March 28-April 3, 2002
musicpicks
Contrary to popular complaint, free jazz comes in many shapes and sizes, some less cacophonous than others. That said, a few minutes with Peter Brötzmann are enough to send most unwary listeners into hysterics. Since his grand entrance in 1968 (with Machine Gun, on the upstart FMP label), the saxophonist has been a galvanizing force in improvised music. Having come of age in postwar Germany (he was born in Remscheid in 1941), Brötzmann honed a distinctly European take on free jazz -- an aesthetic less invested in spiritual or political concerns (à la Coltrane/Ayler/Shepp) than in cold, abrasive sound. There's no catharsis in Brötzmann's music, unless you count the adolescent thrill of transgression (his third and fourth albums were respectively titled Nipples and Balls).
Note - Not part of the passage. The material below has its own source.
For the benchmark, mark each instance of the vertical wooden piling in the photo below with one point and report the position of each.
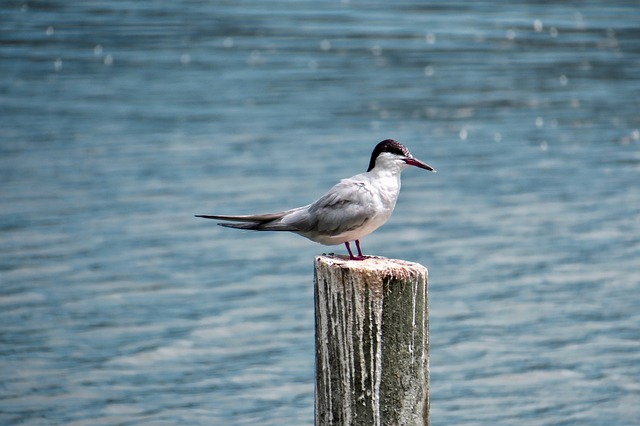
(372, 342)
Yet there's a kind of genius in his best efforts, like the archival performances on Fuck de Boere, released on Atavistic's Unheard Music Series last year. As he approaches elder-statesman status, Brötzmann remains one of the avant-garde's most capacious (and, yes, capricious) personalities: In the '90s he led both the incendiary Die Like a Dog Quartet and the visionary Chicago Octet/Tentet. This week's duo performance with drummer Walter Perkins, although smaller in scale, will surely seem no less intense.
Mon., April 1, 8 p.m., $15, Tritone, 1508 South St., 215-545-0475.